The Cursor paradox: $400M valuation in August 2024 → $2.6B in December 2024 → $9.9B in April 2025 → $29.3B in November 2025. Fastest B2B scaling in SaaS history, $1B ARR in 24 months. And yet: Claude Code ships, Copilot improves, the labs keep getting better at appliances. Is Cursor building a defensible relationship layer, or riding a temporary capability gap? I genuinely don’t know. That uncertainty is the point.

Defensible: Vertical apps with workflow embedding (5-10 year moats)

At risk: Horizontal tools, “better prompt” plays

Forecast: Durable rents accrue to Atoms (chips) and Relationships (vertical apps). Cloud and model APIs face highest commoditization. Orchestration is the wildcard.

In 1900, electricity was astonishing. By 1950, it was invisible. The fortunes went to GE (appliances), Westinghouse (factories), and the utilities that became regulated monopolies with compressed margins.

In 2024, AI is astonishing. By 2035, it will be invisible. The fortunes will go to chip makers who control atoms, vertical appliances that become behavioral defaults, and orchestration platforms that become the enterprise control plane.

But here’s what keeps me uncertain: the labs are playing all three layers simultaneously. OpenAI, Anthropic, Google aren’t subject to the barbell squeeze because they own the whole stack. And they’re getting better at appliances faster than startups are getting better at factories.

The market may not bifurcate cleanly into atoms vs. relationships. It may consolidate around 3-4 vertically integrated giants, with everyone else fighting over scraps.

🤔 The tension I can’t resolve: If the barbell thesis is right, why are the barbell ends (chip makers and vertical apps) still lagging the giants in market cap growth? Partial answer: The giants aren’t subject to the barbell squeeze because they’re playing all three layers simultaneously. OpenAI’s $5B API forecast cut reveals the mechanism: their appliances are cannibalizing their own infrastructure revenue. The barbell is lopsided because one end is eating the other.

What changed my thinking: The pre-2024 consensus assumed inference costs would stay high, making compute-heavy operations a durable moat. DeepSeek V3’s efficiency claims and the subsequent NVIDIA correction suggest the inference cost curve is steeper than expected. The atoms still matter, but the which atoms question is more open than it was a year ago.

The barbell thesis is correct, but the weights aren’t balanced. Infrastructure is eating everything above it.

The API cannibalization problem: OpenAI cut its API revenue forecast by $5 billion over five years. ChatGPT Pro ($200/month) is losing money due to “higher than expected usage.” The pattern is clear: appliance success eats infrastructure revenue. Labs are competing with their own API customers. This isn’t an aberration - it’s the strategy now.

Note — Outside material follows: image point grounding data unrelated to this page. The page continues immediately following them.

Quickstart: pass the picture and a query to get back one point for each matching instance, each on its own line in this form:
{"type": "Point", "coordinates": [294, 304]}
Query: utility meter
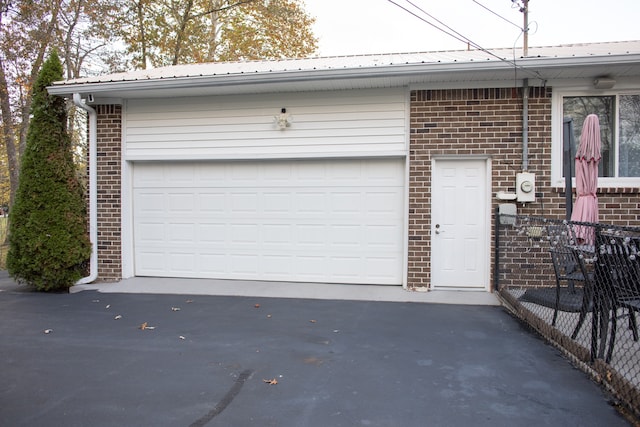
{"type": "Point", "coordinates": [526, 187]}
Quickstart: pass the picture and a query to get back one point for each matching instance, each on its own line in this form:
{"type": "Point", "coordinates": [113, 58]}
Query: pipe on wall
{"type": "Point", "coordinates": [93, 189]}
{"type": "Point", "coordinates": [525, 124]}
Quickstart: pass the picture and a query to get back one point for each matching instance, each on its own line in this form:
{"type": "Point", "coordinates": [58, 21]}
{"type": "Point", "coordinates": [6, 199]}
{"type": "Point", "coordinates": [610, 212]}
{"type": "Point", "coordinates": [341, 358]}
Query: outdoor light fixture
{"type": "Point", "coordinates": [283, 120]}
{"type": "Point", "coordinates": [604, 83]}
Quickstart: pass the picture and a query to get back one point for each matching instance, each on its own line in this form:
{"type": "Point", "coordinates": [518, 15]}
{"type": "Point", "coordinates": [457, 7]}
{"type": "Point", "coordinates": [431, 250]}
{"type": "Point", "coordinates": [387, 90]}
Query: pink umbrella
{"type": "Point", "coordinates": [587, 158]}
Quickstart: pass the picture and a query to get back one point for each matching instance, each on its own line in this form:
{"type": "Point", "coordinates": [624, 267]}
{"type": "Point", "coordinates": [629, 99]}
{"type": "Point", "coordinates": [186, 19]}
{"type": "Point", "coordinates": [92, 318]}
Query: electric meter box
{"type": "Point", "coordinates": [525, 187]}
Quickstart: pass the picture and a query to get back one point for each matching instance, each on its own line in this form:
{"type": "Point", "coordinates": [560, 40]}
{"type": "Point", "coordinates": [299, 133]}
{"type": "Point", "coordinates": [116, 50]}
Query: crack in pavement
{"type": "Point", "coordinates": [226, 400]}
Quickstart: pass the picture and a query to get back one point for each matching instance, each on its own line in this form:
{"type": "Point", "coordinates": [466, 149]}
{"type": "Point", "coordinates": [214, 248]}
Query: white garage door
{"type": "Point", "coordinates": [333, 221]}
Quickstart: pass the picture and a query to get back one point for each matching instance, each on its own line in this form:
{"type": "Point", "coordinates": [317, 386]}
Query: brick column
{"type": "Point", "coordinates": [109, 154]}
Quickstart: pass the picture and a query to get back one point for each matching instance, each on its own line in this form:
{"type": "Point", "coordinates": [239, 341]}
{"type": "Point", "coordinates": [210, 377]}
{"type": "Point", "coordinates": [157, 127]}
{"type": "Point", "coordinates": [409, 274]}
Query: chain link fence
{"type": "Point", "coordinates": [578, 284]}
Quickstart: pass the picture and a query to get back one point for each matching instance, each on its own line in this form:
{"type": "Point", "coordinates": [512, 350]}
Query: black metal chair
{"type": "Point", "coordinates": [619, 276]}
{"type": "Point", "coordinates": [573, 292]}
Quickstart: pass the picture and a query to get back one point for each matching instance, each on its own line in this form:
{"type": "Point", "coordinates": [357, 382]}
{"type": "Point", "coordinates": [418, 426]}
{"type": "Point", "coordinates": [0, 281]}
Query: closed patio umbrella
{"type": "Point", "coordinates": [588, 156]}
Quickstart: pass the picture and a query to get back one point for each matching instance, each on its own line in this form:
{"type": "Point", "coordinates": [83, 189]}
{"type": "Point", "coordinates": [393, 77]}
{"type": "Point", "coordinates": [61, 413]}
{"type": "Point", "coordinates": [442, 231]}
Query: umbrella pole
{"type": "Point", "coordinates": [567, 158]}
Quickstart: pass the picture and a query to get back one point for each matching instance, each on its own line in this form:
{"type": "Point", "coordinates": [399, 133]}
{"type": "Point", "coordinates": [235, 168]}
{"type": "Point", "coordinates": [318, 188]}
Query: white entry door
{"type": "Point", "coordinates": [460, 224]}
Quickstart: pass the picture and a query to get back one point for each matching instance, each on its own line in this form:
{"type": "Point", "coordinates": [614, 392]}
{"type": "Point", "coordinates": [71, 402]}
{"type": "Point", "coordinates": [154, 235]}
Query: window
{"type": "Point", "coordinates": [619, 116]}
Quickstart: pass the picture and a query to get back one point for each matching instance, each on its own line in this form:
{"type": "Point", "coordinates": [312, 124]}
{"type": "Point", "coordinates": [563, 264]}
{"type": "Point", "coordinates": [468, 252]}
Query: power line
{"type": "Point", "coordinates": [460, 37]}
{"type": "Point", "coordinates": [498, 15]}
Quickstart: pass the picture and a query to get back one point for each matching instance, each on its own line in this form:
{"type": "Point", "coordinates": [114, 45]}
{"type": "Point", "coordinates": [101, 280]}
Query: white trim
{"type": "Point", "coordinates": [407, 164]}
{"type": "Point", "coordinates": [126, 211]}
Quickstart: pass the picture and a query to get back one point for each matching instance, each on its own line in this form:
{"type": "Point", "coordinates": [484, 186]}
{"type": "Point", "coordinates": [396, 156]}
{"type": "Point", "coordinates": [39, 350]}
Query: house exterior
{"type": "Point", "coordinates": [374, 169]}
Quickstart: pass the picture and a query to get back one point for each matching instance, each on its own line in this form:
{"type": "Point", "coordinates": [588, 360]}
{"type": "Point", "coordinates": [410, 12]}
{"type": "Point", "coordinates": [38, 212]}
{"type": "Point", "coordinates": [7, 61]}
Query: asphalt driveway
{"type": "Point", "coordinates": [84, 359]}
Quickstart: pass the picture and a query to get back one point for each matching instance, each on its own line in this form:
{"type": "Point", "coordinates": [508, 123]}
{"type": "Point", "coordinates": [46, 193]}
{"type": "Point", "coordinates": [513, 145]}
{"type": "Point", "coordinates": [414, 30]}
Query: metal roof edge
{"type": "Point", "coordinates": [533, 65]}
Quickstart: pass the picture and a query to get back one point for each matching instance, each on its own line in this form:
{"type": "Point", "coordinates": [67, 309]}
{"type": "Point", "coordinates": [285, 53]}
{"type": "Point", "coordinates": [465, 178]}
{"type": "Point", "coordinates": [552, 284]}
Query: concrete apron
{"type": "Point", "coordinates": [160, 285]}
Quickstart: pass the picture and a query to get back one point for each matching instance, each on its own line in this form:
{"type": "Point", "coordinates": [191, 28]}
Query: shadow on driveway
{"type": "Point", "coordinates": [244, 361]}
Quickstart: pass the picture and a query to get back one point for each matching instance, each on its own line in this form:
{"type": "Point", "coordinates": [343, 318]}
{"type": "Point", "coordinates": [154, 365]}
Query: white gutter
{"type": "Point", "coordinates": [137, 81]}
{"type": "Point", "coordinates": [93, 189]}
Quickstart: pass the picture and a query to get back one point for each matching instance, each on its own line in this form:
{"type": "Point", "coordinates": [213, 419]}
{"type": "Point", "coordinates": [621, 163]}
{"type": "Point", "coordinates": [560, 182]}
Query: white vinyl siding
{"type": "Point", "coordinates": [323, 124]}
{"type": "Point", "coordinates": [332, 220]}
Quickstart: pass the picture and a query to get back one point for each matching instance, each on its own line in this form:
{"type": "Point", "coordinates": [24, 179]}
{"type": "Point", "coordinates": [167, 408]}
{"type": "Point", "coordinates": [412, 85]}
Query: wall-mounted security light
{"type": "Point", "coordinates": [283, 120]}
{"type": "Point", "coordinates": [604, 83]}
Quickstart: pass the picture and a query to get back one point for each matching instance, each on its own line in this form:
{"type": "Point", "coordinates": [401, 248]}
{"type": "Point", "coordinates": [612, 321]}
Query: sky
{"type": "Point", "coordinates": [351, 27]}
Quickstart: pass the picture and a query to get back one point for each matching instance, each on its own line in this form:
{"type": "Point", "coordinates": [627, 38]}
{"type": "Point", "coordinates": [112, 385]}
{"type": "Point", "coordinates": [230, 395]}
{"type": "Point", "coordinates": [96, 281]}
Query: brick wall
{"type": "Point", "coordinates": [489, 122]}
{"type": "Point", "coordinates": [109, 156]}
{"type": "Point", "coordinates": [486, 122]}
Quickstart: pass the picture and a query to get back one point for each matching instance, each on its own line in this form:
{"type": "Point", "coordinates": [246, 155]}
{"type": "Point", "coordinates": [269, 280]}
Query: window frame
{"type": "Point", "coordinates": [557, 117]}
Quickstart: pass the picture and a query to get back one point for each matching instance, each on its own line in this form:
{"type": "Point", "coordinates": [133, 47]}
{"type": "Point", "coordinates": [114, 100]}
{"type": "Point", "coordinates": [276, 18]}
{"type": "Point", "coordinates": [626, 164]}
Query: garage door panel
{"type": "Point", "coordinates": [316, 221]}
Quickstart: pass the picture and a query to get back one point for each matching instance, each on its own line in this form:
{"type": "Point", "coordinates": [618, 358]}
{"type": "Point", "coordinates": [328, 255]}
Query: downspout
{"type": "Point", "coordinates": [93, 189]}
{"type": "Point", "coordinates": [525, 125]}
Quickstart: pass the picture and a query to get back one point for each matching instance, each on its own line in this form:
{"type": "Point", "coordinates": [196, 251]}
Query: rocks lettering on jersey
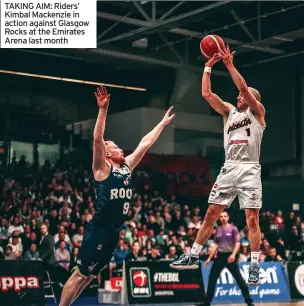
{"type": "Point", "coordinates": [121, 193]}
{"type": "Point", "coordinates": [238, 125]}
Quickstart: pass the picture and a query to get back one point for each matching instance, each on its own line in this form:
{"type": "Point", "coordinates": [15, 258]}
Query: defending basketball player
{"type": "Point", "coordinates": [241, 174]}
{"type": "Point", "coordinates": [112, 174]}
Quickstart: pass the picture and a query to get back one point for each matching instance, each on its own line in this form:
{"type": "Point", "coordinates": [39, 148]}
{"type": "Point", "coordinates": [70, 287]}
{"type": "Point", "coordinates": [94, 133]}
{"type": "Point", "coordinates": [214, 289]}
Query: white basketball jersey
{"type": "Point", "coordinates": [242, 137]}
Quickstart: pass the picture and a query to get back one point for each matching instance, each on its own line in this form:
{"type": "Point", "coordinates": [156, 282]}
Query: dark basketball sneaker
{"type": "Point", "coordinates": [186, 262]}
{"type": "Point", "coordinates": [254, 274]}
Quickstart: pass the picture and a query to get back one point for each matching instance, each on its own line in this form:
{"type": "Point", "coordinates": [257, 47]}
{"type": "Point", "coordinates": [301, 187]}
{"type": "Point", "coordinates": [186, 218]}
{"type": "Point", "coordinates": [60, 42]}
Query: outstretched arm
{"type": "Point", "coordinates": [99, 147]}
{"type": "Point", "coordinates": [214, 100]}
{"type": "Point", "coordinates": [133, 159]}
{"type": "Point", "coordinates": [241, 84]}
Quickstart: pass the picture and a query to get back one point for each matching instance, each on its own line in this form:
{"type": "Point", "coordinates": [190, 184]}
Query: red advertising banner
{"type": "Point", "coordinates": [176, 175]}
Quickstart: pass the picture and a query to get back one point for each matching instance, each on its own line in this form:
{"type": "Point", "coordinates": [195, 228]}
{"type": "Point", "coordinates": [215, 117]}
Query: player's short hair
{"type": "Point", "coordinates": [256, 93]}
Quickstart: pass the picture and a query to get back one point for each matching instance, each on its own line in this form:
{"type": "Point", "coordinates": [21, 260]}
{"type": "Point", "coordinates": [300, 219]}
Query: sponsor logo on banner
{"type": "Point", "coordinates": [140, 282]}
{"type": "Point", "coordinates": [299, 279]}
{"type": "Point", "coordinates": [18, 282]}
{"type": "Point", "coordinates": [273, 285]}
{"type": "Point", "coordinates": [166, 277]}
{"type": "Point", "coordinates": [116, 283]}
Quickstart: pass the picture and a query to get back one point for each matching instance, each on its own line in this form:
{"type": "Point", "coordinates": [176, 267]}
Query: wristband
{"type": "Point", "coordinates": [207, 69]}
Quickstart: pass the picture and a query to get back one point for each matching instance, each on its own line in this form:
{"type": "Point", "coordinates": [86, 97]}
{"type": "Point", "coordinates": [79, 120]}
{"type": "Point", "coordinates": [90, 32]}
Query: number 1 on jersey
{"type": "Point", "coordinates": [126, 208]}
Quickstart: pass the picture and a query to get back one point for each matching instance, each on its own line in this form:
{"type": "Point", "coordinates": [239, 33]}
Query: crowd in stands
{"type": "Point", "coordinates": [44, 211]}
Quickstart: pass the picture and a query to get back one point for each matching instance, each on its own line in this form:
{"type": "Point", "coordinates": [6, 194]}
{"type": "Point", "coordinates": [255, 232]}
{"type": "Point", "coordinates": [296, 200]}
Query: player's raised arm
{"type": "Point", "coordinates": [133, 159]}
{"type": "Point", "coordinates": [251, 95]}
{"type": "Point", "coordinates": [99, 148]}
{"type": "Point", "coordinates": [214, 100]}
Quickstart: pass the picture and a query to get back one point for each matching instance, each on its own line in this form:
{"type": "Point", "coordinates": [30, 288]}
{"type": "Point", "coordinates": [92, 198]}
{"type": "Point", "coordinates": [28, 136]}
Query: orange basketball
{"type": "Point", "coordinates": [210, 45]}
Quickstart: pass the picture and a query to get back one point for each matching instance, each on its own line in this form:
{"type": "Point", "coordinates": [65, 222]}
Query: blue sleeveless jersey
{"type": "Point", "coordinates": [113, 199]}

Anthropic builds Claude Code ($500M ARR in late 2025, 10x growth in three months) and competes directly with Cursor. OpenAI builds Canvas and competes with every Artifacts wrapper. Google embeds Gemini everywhere and competes with its own Vertex AI customers.

The middle layer absorption:

Company Fate Acquirer Signal Weights & Biases Acquired ($1.7B) CoreWeave Infrastructure absorbs factory Humanloop Acqui-hired Anthropic Labs absorb factory Pinecone CEO change (Sept 2025) TBD Struggling LangChain Independent N/A $16M revenue on $1.25B valuation (78x)

The Factory layer is bifurcating. Winners embed themselves as data platforms with gravity (Databricks at $62B, Observe with 180% NRR). Losers remain point solutions waiting to be absorbed or commoditized (vector DBs becoming pgvector features, single-purpose observability tools).

What survives the squeeze:

  1. Embedded platforms with data gravity (Databricks model): Once your data lives there, switching costs compound

  2. Vertical specialists with domain moats (Harvey, Cursor): Behavioral lock-in trumps infrastructure ownership

  3. Infrastructure suppliers (NVIDIA, TSMC): The only ones with real pricing power

The consolidation trajectory: By 2028, the market consolidates around 3-4 vertically integrated giants (OpenAI, Anthropic, Google, possibly xAI), with everyone else fighting for scraps in the surviving niches.

The barbell isn’t two weights on opposite ends anymore. It’s one giant weight (infrastructure) with a long thin bar that occasionally bulges where domain specialists survive.